Report Warns Feds of Radicals and Extremists on Social Web
Bipartisan Policy Center study outlines steps the government can take to crowd out extremist messages on the Web, including a clearer legal framework for law enforcement, while warning against censorship or content filtering.
Wed, December 05, 2012
CIO — WASHINGTON--In the short time since the advent of the social Web, the Internet has evolved into a platform for innumerable virtual communities of every stripe to gather and collaborate, so it is hardly surprising that along with sites for DIY hobbyists and recipe swaps, a growing number of online forums have emerged that give voice to radicals and extremists, in some cases serving as recruiting tools for terrorist groups.
On Tuesday, the Bipartisan Policy Center (BPC), a Washington think tank, released a report on the mounting dangers of online radicalization, urging the government to formalize a strategy for countering the threat, while at the same time steering clear of any policies that would amount to censorship or the stifling of expression on the Web.
The report is the latest installment from the BPC's Homeland Security Project, co-chaired by former New Jersey Gov. Thomas Kean and Lee Hamilton, a former representative from Indiana. Kean and Hamilton served as the chairman and vice chairman, respectively, of the commission convened to examine the terrorist attacks of Sept. 11, 2001.

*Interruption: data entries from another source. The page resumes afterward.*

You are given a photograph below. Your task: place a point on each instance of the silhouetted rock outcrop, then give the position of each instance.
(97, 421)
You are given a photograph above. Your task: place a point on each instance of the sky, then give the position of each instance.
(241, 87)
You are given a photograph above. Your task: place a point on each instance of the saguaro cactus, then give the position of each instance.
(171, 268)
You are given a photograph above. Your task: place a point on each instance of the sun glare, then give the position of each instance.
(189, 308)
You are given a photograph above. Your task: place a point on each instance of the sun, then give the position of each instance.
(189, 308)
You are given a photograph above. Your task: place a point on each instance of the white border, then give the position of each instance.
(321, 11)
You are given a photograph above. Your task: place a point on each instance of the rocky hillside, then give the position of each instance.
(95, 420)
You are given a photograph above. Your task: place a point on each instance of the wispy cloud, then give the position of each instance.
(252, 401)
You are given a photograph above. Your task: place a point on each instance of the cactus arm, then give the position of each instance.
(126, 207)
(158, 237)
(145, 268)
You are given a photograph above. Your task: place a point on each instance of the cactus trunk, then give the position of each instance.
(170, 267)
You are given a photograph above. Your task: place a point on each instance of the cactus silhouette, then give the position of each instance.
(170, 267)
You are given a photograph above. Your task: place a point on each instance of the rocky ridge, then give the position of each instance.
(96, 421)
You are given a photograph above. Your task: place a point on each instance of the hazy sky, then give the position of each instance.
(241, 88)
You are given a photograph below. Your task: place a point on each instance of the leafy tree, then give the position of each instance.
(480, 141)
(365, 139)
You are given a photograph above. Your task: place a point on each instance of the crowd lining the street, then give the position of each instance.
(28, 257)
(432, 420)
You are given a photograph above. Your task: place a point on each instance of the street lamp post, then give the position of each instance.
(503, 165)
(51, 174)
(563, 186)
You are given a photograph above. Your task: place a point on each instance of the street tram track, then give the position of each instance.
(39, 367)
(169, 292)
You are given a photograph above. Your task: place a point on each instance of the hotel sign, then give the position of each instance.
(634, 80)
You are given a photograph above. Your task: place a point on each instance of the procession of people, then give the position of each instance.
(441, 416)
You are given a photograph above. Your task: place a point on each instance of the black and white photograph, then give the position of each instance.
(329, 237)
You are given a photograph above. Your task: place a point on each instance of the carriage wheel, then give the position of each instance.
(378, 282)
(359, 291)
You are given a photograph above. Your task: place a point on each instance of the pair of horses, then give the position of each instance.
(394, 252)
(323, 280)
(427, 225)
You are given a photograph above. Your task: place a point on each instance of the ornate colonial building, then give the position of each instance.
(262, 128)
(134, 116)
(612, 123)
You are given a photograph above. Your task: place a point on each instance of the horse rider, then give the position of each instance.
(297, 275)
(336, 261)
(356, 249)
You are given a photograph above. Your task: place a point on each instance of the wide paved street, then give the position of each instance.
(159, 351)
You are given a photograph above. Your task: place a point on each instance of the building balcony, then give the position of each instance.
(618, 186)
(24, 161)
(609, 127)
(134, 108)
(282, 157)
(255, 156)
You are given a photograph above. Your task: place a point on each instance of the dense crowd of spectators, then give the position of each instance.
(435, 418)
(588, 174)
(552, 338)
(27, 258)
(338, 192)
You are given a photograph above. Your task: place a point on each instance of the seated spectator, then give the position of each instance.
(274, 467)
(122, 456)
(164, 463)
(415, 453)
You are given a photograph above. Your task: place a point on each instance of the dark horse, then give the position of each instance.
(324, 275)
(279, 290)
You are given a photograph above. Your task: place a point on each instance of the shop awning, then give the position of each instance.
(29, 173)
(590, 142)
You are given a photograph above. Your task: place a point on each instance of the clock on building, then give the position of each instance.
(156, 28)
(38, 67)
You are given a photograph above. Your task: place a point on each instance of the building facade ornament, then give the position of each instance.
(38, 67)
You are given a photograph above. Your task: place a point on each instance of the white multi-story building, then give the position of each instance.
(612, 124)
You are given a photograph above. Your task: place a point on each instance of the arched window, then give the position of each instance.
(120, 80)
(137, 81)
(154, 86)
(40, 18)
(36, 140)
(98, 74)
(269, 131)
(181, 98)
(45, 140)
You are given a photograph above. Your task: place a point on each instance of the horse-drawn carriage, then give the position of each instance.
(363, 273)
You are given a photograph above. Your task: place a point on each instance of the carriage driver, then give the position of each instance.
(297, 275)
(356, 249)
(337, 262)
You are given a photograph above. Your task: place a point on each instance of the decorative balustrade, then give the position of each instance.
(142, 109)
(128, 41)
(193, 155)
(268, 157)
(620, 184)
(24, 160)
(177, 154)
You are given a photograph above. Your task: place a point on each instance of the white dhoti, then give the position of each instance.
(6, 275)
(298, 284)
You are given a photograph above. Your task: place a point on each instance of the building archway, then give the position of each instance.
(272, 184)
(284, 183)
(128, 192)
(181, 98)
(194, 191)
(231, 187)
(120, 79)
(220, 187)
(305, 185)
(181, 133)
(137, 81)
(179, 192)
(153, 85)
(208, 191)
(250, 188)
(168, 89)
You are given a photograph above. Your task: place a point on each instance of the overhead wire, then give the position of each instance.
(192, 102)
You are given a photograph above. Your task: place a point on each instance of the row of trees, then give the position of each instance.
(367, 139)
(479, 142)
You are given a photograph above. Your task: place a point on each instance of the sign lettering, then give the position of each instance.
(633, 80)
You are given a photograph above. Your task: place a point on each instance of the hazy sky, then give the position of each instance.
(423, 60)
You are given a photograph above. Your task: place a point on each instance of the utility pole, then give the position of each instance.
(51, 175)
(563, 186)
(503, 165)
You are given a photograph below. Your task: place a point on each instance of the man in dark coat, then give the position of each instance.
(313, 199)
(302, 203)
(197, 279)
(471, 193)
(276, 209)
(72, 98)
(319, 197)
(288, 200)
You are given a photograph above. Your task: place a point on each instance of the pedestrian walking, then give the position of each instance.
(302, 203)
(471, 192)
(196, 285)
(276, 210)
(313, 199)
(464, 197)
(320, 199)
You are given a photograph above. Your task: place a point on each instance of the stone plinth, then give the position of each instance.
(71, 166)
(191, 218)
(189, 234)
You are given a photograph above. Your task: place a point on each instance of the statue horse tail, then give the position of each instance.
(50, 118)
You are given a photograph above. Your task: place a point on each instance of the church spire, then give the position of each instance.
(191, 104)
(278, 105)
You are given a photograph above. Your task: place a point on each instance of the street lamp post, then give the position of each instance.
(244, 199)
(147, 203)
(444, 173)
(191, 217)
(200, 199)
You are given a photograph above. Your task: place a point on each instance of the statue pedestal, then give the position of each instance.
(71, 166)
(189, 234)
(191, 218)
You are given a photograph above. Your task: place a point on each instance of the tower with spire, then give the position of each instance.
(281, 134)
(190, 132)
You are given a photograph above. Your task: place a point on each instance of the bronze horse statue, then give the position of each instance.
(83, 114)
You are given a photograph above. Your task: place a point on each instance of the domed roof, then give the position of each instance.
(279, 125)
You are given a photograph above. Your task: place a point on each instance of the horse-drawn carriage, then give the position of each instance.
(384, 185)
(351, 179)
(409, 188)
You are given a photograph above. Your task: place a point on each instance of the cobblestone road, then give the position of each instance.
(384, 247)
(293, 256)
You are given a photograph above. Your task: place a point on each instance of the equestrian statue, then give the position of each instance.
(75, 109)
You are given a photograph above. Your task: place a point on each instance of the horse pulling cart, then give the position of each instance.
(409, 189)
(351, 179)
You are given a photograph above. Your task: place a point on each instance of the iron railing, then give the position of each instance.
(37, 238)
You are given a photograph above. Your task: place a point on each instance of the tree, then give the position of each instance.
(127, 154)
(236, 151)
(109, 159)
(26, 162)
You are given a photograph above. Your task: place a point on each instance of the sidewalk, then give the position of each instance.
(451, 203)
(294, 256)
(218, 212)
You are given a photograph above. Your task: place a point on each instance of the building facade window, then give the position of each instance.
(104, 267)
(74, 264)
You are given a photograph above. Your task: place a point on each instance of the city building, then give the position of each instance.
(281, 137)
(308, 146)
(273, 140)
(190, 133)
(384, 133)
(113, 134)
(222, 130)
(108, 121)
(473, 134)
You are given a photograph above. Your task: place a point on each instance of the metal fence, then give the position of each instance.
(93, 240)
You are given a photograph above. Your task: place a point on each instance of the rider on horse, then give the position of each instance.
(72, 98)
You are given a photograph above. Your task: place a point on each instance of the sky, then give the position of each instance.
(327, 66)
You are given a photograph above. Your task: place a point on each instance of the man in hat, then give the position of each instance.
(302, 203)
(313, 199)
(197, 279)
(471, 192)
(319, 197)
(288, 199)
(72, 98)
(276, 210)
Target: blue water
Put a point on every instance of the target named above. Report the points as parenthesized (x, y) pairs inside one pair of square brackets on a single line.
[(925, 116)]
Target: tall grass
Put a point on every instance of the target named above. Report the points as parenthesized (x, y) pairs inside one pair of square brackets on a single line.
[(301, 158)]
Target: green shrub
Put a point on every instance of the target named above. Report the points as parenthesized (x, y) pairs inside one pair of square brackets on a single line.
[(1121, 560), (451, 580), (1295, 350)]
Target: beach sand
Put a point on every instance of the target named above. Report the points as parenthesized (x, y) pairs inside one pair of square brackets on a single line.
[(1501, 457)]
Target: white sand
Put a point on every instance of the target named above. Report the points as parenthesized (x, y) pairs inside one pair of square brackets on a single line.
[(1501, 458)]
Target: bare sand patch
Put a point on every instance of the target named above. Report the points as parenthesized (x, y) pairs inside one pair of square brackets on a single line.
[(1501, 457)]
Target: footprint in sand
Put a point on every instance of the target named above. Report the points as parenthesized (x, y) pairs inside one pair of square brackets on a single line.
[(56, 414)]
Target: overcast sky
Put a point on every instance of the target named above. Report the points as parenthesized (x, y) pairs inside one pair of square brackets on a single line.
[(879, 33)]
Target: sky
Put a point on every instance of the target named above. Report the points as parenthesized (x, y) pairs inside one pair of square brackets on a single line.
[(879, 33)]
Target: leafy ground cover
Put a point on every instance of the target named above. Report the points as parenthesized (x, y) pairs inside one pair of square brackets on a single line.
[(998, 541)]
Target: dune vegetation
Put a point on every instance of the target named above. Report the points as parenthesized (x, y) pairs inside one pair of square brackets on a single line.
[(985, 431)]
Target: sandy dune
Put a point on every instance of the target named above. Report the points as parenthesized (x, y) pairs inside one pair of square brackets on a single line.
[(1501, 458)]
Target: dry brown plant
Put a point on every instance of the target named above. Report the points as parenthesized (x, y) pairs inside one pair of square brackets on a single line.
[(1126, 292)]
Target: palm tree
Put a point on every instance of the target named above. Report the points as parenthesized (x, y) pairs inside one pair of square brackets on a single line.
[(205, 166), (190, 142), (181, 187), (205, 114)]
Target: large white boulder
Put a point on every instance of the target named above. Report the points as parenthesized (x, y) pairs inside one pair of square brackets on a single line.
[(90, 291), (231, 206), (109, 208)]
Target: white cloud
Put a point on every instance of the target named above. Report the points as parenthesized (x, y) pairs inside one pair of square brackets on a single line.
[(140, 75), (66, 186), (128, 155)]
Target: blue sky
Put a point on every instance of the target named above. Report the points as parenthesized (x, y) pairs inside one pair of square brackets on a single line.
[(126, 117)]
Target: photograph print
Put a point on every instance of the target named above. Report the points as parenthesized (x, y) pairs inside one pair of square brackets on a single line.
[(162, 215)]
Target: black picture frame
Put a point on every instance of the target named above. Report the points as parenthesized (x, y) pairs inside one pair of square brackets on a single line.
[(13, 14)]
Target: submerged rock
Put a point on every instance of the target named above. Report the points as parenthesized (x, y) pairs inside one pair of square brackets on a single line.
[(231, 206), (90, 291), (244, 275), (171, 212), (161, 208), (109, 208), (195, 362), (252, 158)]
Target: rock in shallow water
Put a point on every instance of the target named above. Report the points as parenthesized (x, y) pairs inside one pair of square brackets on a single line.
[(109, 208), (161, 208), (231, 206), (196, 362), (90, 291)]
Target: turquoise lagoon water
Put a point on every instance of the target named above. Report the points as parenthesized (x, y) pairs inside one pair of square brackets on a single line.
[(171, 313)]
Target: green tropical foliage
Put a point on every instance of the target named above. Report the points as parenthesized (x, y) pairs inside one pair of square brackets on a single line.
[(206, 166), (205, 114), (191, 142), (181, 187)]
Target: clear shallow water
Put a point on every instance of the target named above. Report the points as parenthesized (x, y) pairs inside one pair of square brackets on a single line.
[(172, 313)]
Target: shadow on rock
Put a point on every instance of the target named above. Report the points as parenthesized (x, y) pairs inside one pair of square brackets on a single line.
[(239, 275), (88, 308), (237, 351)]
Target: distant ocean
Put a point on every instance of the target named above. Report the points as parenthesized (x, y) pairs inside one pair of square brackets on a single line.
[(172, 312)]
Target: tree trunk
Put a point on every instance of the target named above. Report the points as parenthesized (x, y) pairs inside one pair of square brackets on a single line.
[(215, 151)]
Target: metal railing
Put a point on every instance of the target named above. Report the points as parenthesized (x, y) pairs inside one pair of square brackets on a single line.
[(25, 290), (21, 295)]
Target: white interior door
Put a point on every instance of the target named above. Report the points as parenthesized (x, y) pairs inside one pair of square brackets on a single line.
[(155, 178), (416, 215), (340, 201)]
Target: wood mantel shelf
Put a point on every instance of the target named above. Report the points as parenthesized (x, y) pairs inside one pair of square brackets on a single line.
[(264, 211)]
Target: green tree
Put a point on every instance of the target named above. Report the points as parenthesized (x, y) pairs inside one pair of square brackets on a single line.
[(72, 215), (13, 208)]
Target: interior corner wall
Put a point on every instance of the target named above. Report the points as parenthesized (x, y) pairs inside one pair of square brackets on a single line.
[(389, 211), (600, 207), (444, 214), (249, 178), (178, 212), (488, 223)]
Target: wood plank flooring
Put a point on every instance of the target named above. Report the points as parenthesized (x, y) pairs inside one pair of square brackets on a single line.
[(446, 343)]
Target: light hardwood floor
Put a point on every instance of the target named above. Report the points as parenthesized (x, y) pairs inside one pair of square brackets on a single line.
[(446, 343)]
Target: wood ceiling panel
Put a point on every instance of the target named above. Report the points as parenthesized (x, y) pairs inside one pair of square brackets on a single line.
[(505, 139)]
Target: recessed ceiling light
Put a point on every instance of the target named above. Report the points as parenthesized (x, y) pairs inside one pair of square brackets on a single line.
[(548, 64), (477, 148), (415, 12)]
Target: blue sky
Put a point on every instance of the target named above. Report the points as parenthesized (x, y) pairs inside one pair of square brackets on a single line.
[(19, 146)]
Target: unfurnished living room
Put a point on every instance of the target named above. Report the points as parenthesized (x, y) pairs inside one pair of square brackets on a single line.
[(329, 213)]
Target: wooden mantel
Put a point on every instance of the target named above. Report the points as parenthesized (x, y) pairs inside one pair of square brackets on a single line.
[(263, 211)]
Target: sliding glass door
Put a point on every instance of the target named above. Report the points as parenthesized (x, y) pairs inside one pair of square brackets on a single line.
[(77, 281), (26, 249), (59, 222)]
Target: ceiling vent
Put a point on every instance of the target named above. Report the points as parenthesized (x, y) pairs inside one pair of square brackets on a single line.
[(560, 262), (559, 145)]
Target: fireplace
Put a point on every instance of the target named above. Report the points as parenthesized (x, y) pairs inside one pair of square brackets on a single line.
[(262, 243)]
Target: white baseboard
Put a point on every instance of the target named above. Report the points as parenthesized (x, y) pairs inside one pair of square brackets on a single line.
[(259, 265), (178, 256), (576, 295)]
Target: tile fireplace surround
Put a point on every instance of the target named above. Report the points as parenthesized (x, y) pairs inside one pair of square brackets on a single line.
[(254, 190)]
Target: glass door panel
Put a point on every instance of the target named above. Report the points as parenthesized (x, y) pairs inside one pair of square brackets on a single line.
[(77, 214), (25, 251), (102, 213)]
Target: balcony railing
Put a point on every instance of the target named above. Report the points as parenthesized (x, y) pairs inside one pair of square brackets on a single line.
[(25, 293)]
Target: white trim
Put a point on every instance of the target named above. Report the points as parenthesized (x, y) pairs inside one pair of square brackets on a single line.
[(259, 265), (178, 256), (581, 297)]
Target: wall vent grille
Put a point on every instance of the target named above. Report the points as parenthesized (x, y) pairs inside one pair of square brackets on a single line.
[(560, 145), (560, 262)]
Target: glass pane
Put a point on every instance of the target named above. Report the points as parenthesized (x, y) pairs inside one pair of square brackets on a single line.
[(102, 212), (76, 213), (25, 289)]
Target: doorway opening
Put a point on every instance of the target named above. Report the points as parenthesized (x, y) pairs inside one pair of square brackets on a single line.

Internet Most Dangerous Innovation for Terrorists"In its 2004 report, our 9-11 Commission showed the terrorists who attacked us on Sept. 11, 2001, even they used the Internet for searches, to buy tickets and to book hotels. Yet not a single one of them was radicalized online," Kean said at an event marking the release of the new report. "More than 10 years since [the] Sept. 11 attack, the use of the Internet to radicalize and recruit home-grown terrorists is the single most important and dangerous terrorist innovation."
The report evaluates the challenge of curbing online radicalization from the perspective of supply and demand. It concludes that efforts to shut down websites that could serve as incubators for would-be terrorists--going after the supply--will ultimately be self-defeating, and that "filtering of Internet content is impractical in a free and open society."
"Approaches aimed at restricting freedom of speech and removing content from the Internet are not only the least desirable strategies, they are also the least effective," writes Peter Neumann, founding director of the International Centre for the Study of Radicalisation at King's College London and the author of the report.
Instead, policymakers should focus their attention on the demand side of the radicalization issue, Neumann argues, with the government spearheading outreach initiatives that would bring together schools, community groups and businesses to advance awareness and media literacy and offer a competing narrative to that presented by sites that traffic in radical propaganda.